Hacker News new | ask | show | jobs
by kleene_op 1769 days ago
>256 topics would be ceil(log2(256)) = 8 bits of entropy

Unless several topics can be assigned to a person (which seems to be implied in the article), in which case that's 256 bits of entropy available to classify each person.

>As a reminder, there are ~ 10 billion people on earth, so if you have 34 bits of entropy or so, you can uniquely identify each person.

Yeah, well theoretically you could. But that assumes that browsers are able to extract and balance some very arbitrary and very specific information from the browsing habits of all people on earth in a perfect decision tree.

In practice, lots of browsing habits overlap, making this decision tree far less discriminating and powerful than the theoretically optimal one.
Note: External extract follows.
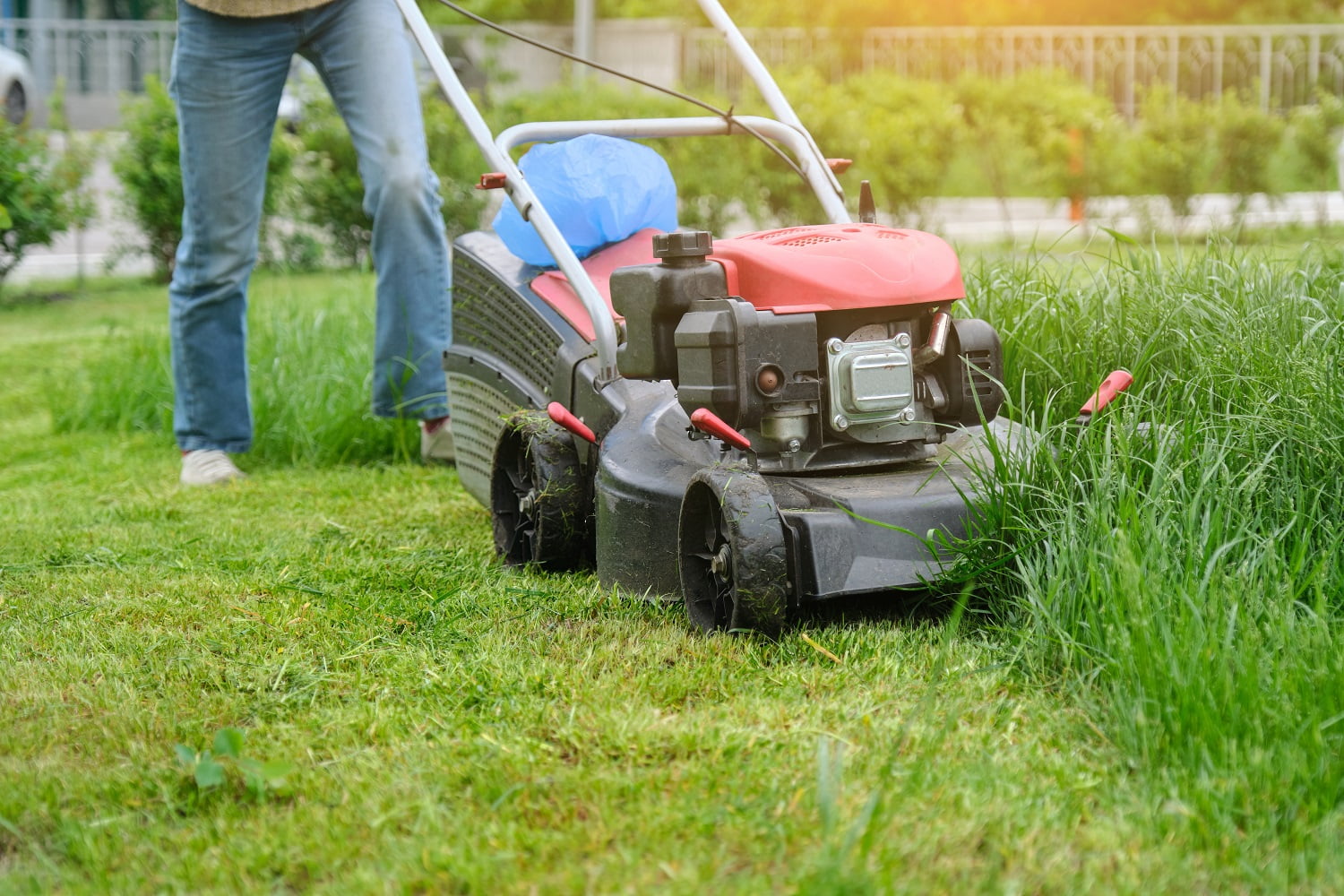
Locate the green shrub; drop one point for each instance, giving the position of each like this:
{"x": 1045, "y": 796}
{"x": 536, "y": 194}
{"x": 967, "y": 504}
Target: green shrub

Though I think you are absolutely correct that in practice the number of bits to build up a classifier able to uniquely classify each person must be pretty low. Maybe a few hundreds.

That may very well be possible with those 256 topics mentioned in that article.

Also I don't understand the difference between cohorts and topics, apart from the fact that topic are less numerous and can have appealing names?

1 comments

> Unless several topics can be assigned to a person (which seems to be implied in the article), in which case that's 256 bits of entropy available to classify each person.

Good catch, forgot this was a bit-vector not a single key.

> Yeah, well theoretically you could. But that assumes that browsers are able to extract and balance some very arbitrary and very specific information from the browsing habits of all people on earth in a perfect decision tree.

Not really, people have found in the past that combinations of user agent, screen resolution, installed fonts, installed extensions, and things of that sort can come very close to uniquely identifying individual people.

> Though I think you are absolutely correct that in practice the number of bits to build up a classifier able to uniquely classify each person must be pretty low. Maybe a few hundreds.

Exactly. It might not narrow it down to one person, but perhaps a relatively small pool.

I imagine that advertisers wouldn't have access to the entire bit vector.

Google would also have limit the number of bits an advertiser has access to.